473,385 Members | 1,872 Online
Bytes | Software Development & Data Engineering Community
Post Job

Home Posts Topics Members FAQ

Join Bytes to post your question to a community of 473,385 software developers and data experts.

searching data for a large set of substrings

C3
I have to process some data in C that is given to me as a char * array. I
have a fairly large number of substrings (well, they're not actually
printable, but let's treat them as strings) that I have to search for in the
data.

I need to keep a count of how often each of these substrings occurs in my
original data and then print it out at the end.

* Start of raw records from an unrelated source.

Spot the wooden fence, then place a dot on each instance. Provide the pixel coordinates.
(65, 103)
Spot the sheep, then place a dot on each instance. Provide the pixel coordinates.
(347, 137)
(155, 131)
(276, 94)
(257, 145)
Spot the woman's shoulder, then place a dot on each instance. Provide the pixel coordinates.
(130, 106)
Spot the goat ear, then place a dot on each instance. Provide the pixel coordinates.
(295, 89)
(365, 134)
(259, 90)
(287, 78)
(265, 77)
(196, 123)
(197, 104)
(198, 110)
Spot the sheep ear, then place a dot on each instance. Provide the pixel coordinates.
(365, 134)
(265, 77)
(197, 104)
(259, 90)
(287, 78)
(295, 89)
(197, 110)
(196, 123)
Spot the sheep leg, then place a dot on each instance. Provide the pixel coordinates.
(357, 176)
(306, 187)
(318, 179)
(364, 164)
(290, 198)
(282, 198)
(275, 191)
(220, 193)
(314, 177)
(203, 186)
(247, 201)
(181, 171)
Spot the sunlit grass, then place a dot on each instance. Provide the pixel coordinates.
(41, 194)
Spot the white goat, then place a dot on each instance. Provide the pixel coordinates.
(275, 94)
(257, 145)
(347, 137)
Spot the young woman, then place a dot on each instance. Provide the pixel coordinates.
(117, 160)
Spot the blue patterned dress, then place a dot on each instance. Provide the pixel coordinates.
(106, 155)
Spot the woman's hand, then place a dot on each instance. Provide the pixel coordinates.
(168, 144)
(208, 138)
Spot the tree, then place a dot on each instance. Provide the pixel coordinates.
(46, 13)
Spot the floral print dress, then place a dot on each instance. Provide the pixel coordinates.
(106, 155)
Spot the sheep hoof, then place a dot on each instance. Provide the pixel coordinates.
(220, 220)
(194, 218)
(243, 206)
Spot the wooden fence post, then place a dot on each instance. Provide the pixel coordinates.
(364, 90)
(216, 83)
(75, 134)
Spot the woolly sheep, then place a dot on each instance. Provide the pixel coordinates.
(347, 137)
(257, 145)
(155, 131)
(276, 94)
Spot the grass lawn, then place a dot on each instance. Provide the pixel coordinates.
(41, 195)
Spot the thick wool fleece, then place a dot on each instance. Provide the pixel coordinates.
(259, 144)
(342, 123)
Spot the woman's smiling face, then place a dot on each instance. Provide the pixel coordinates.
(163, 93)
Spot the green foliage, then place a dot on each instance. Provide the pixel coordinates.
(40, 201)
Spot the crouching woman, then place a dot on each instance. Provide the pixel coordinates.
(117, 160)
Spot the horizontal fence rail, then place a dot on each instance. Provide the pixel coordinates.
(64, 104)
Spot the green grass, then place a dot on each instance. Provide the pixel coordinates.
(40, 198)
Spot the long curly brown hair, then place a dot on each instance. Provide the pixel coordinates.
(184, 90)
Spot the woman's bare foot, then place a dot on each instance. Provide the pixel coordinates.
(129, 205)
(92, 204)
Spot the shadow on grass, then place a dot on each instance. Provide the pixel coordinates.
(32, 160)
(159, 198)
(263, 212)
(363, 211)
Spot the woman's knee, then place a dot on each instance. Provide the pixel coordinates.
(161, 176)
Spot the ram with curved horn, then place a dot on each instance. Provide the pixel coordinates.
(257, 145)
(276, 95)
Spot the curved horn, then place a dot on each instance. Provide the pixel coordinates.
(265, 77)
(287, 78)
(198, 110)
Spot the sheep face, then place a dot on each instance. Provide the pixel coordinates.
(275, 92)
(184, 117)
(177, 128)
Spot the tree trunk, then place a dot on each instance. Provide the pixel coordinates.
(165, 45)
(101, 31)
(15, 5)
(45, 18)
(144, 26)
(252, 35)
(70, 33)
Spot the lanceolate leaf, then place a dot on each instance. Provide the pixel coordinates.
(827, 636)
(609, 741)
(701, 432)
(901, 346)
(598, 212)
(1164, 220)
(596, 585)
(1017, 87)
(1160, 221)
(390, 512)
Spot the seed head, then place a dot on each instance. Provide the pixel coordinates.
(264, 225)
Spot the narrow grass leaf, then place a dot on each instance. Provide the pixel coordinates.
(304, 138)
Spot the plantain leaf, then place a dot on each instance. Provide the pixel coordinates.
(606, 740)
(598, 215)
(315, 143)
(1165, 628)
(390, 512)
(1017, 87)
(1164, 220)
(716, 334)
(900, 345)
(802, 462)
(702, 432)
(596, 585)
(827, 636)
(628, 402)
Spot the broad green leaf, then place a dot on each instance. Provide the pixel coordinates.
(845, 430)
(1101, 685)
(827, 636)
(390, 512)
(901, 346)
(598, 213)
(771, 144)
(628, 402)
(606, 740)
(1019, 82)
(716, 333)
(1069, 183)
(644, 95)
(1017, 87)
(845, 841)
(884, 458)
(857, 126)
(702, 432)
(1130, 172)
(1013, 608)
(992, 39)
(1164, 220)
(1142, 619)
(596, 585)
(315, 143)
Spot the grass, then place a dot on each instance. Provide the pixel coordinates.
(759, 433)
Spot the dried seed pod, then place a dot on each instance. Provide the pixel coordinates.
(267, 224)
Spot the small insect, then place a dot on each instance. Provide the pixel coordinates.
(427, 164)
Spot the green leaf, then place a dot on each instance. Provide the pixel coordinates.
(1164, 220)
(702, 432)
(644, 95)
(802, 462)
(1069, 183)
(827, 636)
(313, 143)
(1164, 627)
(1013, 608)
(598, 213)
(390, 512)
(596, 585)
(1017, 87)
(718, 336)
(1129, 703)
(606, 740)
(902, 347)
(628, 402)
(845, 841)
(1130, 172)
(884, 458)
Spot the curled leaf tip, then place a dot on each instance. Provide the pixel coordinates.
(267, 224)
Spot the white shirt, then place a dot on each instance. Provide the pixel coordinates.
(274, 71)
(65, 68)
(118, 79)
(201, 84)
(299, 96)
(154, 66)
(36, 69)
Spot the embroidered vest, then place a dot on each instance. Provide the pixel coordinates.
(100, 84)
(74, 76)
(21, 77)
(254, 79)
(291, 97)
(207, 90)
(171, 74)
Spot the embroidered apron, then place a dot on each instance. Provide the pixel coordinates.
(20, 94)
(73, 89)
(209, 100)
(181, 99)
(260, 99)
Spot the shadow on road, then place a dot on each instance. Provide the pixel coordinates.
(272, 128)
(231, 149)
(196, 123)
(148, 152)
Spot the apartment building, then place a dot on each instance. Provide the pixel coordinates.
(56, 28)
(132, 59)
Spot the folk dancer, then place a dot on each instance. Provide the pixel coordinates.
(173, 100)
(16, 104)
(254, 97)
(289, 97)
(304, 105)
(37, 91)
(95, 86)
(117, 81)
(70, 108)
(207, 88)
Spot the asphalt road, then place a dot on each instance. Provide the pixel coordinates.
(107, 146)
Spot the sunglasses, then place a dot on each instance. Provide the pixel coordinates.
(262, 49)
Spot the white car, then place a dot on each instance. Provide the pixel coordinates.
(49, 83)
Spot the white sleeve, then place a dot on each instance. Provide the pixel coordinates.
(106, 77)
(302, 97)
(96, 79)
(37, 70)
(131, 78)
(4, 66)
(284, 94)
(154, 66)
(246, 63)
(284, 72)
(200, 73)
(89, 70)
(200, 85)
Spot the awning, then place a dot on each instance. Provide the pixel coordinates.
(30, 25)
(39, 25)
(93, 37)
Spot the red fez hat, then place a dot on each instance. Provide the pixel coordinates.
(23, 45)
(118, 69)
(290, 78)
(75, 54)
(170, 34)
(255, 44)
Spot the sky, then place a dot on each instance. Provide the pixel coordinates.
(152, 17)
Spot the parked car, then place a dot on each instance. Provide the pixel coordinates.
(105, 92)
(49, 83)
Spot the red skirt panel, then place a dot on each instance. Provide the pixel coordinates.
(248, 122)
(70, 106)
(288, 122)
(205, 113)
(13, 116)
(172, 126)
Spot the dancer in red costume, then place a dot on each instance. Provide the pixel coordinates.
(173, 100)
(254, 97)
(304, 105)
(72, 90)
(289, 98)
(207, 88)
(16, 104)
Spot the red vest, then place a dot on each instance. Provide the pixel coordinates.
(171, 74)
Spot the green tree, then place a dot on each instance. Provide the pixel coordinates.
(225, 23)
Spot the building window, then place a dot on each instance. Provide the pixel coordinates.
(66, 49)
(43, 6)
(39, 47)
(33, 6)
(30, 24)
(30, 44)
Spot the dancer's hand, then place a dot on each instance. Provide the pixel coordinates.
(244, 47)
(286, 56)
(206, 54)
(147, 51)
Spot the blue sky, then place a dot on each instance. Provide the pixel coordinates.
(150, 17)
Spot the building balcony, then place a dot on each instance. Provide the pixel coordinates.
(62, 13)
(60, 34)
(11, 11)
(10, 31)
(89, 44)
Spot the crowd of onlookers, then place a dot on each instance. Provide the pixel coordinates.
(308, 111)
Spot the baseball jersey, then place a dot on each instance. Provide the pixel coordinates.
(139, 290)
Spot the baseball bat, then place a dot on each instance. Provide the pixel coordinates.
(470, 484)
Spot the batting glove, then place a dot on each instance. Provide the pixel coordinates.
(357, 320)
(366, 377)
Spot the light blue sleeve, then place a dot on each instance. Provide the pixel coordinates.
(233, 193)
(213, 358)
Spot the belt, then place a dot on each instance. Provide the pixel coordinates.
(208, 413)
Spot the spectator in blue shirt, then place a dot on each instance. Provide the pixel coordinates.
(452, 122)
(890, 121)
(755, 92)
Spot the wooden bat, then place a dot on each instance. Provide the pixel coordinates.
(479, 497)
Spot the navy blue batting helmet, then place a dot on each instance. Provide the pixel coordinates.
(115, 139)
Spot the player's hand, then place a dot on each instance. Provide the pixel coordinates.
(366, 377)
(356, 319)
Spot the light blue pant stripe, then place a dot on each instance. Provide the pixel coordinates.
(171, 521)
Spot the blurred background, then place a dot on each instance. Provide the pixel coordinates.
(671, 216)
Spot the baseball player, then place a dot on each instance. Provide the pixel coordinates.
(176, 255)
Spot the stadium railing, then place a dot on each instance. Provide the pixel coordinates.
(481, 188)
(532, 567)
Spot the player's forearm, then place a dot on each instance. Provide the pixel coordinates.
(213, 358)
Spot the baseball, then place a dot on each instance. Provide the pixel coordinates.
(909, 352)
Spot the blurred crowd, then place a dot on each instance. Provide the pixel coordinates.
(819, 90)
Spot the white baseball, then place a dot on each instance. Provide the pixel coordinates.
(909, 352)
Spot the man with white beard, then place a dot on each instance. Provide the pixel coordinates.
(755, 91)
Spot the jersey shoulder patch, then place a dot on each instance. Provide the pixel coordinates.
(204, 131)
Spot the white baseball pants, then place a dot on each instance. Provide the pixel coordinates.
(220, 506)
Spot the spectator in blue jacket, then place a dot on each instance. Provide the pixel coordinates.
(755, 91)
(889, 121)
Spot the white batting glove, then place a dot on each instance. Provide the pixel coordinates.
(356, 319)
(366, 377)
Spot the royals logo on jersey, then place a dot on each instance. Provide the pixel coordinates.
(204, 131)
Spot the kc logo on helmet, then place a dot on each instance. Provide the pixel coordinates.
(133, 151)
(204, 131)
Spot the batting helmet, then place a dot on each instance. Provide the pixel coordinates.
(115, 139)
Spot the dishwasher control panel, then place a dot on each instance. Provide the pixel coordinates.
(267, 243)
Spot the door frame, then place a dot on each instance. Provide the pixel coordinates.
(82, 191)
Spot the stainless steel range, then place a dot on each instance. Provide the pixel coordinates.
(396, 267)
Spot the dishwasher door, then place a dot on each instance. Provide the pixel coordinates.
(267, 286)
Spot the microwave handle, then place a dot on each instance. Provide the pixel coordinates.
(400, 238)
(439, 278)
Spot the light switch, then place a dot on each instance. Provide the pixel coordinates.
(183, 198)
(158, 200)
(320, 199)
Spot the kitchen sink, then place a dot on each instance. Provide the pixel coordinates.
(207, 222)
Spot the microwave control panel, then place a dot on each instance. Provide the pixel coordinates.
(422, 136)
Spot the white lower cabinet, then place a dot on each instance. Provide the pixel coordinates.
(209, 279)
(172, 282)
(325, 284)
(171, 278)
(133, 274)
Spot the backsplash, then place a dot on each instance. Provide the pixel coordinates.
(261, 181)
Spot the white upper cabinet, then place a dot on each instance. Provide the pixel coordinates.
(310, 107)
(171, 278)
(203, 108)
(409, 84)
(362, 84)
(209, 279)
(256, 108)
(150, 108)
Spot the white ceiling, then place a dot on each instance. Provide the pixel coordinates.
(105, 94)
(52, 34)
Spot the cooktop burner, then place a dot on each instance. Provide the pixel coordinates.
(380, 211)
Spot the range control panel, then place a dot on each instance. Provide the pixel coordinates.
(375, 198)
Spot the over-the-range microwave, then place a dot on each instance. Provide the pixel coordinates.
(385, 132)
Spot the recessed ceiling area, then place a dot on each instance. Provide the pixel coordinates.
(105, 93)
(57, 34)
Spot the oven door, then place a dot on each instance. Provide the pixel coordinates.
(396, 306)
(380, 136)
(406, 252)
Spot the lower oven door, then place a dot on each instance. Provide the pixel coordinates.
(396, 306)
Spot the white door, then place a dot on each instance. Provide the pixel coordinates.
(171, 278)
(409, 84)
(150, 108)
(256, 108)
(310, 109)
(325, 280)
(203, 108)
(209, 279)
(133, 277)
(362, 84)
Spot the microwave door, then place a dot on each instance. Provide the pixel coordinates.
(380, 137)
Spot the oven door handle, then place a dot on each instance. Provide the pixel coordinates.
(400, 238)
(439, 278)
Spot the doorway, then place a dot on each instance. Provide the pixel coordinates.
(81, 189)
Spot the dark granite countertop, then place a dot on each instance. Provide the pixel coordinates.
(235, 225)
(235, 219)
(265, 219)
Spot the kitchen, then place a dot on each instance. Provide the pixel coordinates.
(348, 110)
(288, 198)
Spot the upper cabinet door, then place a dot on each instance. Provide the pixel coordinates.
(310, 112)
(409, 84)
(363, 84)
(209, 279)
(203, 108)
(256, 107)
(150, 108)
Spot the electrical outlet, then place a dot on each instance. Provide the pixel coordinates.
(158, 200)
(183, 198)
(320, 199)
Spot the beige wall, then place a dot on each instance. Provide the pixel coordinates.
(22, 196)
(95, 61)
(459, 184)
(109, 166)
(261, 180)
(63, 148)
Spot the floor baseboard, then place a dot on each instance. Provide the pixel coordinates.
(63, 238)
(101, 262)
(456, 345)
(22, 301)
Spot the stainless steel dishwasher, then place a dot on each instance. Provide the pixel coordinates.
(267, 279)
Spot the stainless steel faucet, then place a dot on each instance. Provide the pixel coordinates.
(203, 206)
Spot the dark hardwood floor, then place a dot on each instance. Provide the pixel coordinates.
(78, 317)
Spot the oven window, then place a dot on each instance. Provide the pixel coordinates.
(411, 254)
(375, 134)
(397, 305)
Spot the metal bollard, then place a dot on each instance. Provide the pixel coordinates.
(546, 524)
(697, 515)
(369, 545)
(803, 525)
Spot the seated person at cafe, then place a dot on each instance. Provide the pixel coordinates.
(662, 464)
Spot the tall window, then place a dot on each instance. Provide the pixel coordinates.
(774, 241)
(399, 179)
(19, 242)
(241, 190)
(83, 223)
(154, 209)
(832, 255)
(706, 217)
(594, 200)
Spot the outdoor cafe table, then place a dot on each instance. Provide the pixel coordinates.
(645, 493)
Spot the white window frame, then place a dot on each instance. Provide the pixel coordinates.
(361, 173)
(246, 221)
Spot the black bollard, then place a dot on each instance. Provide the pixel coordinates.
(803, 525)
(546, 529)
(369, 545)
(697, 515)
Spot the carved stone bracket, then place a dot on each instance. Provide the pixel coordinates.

This is a fairly mundane task, but since I have so many substrings, it's a
pain having to #define them all. Can anybody suggest an efficient way of
doing this task?

BTW, I have to use C. If I could use Perl, I'd be in heaven.
cheers,
Nov 14 '05 #1
9 1781
C3 wrote:

I have to process some data in C
that is given to me as a char * array. I
have a fairly large number of substrings (well, they're not actually
printable, but let's treat them as strings)
that I have to search for in the data.

I need to keep a count of how often each of these
substrings occurs in my original data and
then print it out at the end.

This is a fairly mundane task,
but since I have so many substrings, it's a
pain having to #define them all.
Can anybody suggest an efficient way of
doing this task?

BTW, I have to use C. If I could use Perl, I'd be in heaven.

/* BEGIN new.c output */

The substring "string", occurs 4 times.
The substring "C", occurs 3 times.
The substring "kibo", occurs 0 times.
The substring "hen", occurs 1 times.
The substring "of", occurs 5 times.

/* END new.c output */

/* BEGIN new.c */

#include <stdio.h>
#include <string.h>

int main(void)
{
struct substring {
char *string;
long unsigned count;
} substring[] = {{"string"},{"C"},{"kibo"},{"hen"},{"of"}},
*str_ptr;
char *data[] = {
"I have to process some data in C that is given to me "
"as a char * array.\n I have a fairly large number of "
"substrings\n(well, they're not actually printable, "
"but let's treat them as strings)\nthat I have to search "
"for in the data.",
"I need to keep a count of how often each of these "
"substrings occurs in my original data and then print it "
"out at the end.",
"This is a fairly mundane task, but since I have so many "
"substrings, it's a pain having to #define them all.\n"
"Can anybody suggest an efficient way of doing this task?\n",
"BTW, I have to use C.\n"
"If I could use Perl, I'd be in heaven.\ncheers,"
};
size_t nstring, ndata;
char **data_ptr, *ptr;
long unsigned count;

nstring = sizeof substring / sizeof *substring;
for (str_ptr = substring; nstring-- != 0; ++str_ptr) {
count = 0;
data_ptr = data;
ndata = sizeof data / sizeof *data;
while (ndata-- != 0) {
ptr = *data_ptr;
ptr = strstr(*data_ptr, str_ptr -> string);
while (ptr != NULL) {
++count;
ptr = strstr(ptr + 1, str_ptr -> string);
}
++data_ptr;
}
str_ptr -> count = count;
}
puts("/* BEGIN new.c output */\n");
nstring = sizeof substring / sizeof *substring;
for (str_ptr = substring; nstring-- != 0; ++str_ptr) {
printf("The substring \"%s\", occurs %lu times.\n",
str_ptr -> string, str_ptr -> count);
}
puts("\n/* END new.c output */");
return 0;
}

/* END new.c */
--
pete
Nov 14 '05 #2
C3
This has the guts of what I'm after, but I need to give it a fairly long
list of substrings (byte sequences), which can't be done dynamically due to
the struct.

I have already read my substrings into char[] arrays, now I just need to do
the substring matching. Any help you could give me would be appreciated.

cheers,
Nov 14 '05 #3


C3 wrote:
This has the guts of what I'm after, but I need to give it a fairly long
list of substrings (byte sequences), which can't be done dynamically due to
the struct.

I have already read my substrings into char[] arrays, now I just need to do
the substring matching. Any help you could give me would be appreciated.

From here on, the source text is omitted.